Ultimately, analyzing product lifecycle helps reduce waste and the associated costs thereof.
7. Batch Tracking and Expiry Management
Batch tracking and expiry management are particularly vital inventory reduction strategies for manufacturers of perishable items, like pharmaceuticals, foods, and other time-sensitive products.
We recommend using RFID technology to enhance the traceability of products throughout the supply chain. This will help you ensure older stock is used first, adhering to policies like FEFO, or First Expiry First Out, reducing the risk of having to destroy products due to age. It’ll also ensure you stay within regulatory compliance, as many industries have strict regulations.
8. Cross-Function Visibility
Cross-function visibility is a huge component of the effective use of ERP systems. Whether you decide to limit this visibility to only leadership members or open up transparency to your whole company, the data collected by ERP systems can be viewed, analyzed, and used by all departments.
How does this help inventory reduction? As an example, the improved communication of cross-function visibility can allow your procurement team to see sales forecasts from the marketing department. This informs procurement’s purchasing decisions by putting them in alignment with expected demand.

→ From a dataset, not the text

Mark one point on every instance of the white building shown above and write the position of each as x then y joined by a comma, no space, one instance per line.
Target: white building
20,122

An increasingly popular solution for reducing inventory, drop shipping eliminates the need for storing inventory entirely. This method of reducing inventory isn’t for everyone. In fact, it’s proven to be most popular among retailers. However, that doesn’t mean the dropshipping model might not be beneficial to manufacturers. It can help with JIT inventory reduction or apply to accessories that your business may not need to handle directly.

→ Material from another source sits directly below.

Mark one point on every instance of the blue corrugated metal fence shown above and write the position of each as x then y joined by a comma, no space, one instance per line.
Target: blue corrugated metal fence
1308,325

What Are the Best Inventory Reduction Strategies for You?
The fact is that inventory reduction strategies are not one-size-fits-all, and you can’t implement them all in a day. If you are interested in learning how smart technology and ERP systems can streamline these strategies for you, talk to our experts at Godlan today.
Inventory Reduction Strategies FAQ
Inventory reduction is the process of reducing the amount of inventory help by a company. Inventory reduction helps companies lower costs associated with overstock, warehouse storage, and material waste.
Inventory reduction is important because it saves costs, increases cash flow, improves supply chain and storage efficiency, streamlines customer service, and mitigates the risks of obsolescence, damage, and theft.